I, too, had been questioning the necessity of another "Roots," but from the perspective of a TV critic who vividly remembers the phenomenon of the original, a 12-hour tour de force that drew an estimated 140 million viewers for some portion of it. What are the odds the remake could come anywhere near that kind of success? Why would A&E want to set itself up for that kind of failure?
The first "Roots," of course, aired at a time when there were only three broadcast networks. But in today’s fractured media environment, even with this new version running simultaneously on A&E, Lifetime and History, the ratings will surely pale in comparison.
Then there is the scheduling issue. Why debut Part 1 of this new version on Memorial Day, when much of the audience is drinking beer in the sun or decompressing from a long holiday weekend? Why not schedule it for the fall or the winter, when HUT (Household Using Television) levels are higher and the available audience is not seguing into summer fluff like "America’s Got Talent" and "Big Brother"?
I don’t get that.
But an interesting thing happened as I put the proverbial pen to the paper for this column. I changed my mind.

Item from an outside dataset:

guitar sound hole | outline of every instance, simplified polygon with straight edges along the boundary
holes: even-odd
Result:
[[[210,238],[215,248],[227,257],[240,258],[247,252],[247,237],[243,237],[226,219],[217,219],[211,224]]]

Based on the Pulitzer Prize-winning novel by Alex Haley, the 1977 "Roots" sparked a national dialogue about the legacy of slavery and the growing interest in genealogy. No matter how many new miniseries come and go, "Roots" will always be the poster child for important dramatic storytelling. And that’s a legacy that should be preserved.
But despite the mammoth-sized audience and the accolades (including nine Emmy Awards, a Golden Globe and a Peabody Award), the original "Roots" has long been criticized for a lack of accuracy — or, as modern audiences refer to it, "authenticity." This time, the producers have worked closely with historians and other experts to incorporate new information about this historical period. And while the new "Roots" runs on television, History.com will delve further into the exploration of the slave trade online, giving the series a cross-platform dimension that immediately elevates its educational potential above the original.
Today, younger generations (as well as many members of older ones) probably have no idea that before "Roots" was a mini-series, it was a Pulitzer Prize-winning book by Alex Haley. This new version, produced by Mark Wolper (the son of original "Roots" producer David Wolper), promises to be truer to the book, possibly inspiring a new audience to seek it out (It’s available on Amazon, of course). And with a reported budget of $50 million, higher than any other series in the history of the A&E Networks, the new series should help ensure the story will hold the interest of young people for another few generations.
Part one of "Roots" on Monday was seen by 5.3 million viewers across the four networks, based on the Fast Nationals from Nielsen. While that is nothing compared to the original, it still made "Roots" the highest-rated miniseries on cable since 2013, and a vast improvement over anything those networks aired last year at this time, when post-Memorial Day fatigue was in full swing.
But the more important benchmark is what could happen by daring to revisit the origins of slavery. If discussions do result — and in today’s world of social media, they’re pretty much guaranteed to (thank you, Snoop Dogg) — that may be enough reason to believe A&E Networks made the right decision.
As for scheduling the new series to start on Memorial Day, I still think that is the pits. But hopefully, 40 years from now, that will not be what we talk about when we talk about "Roots."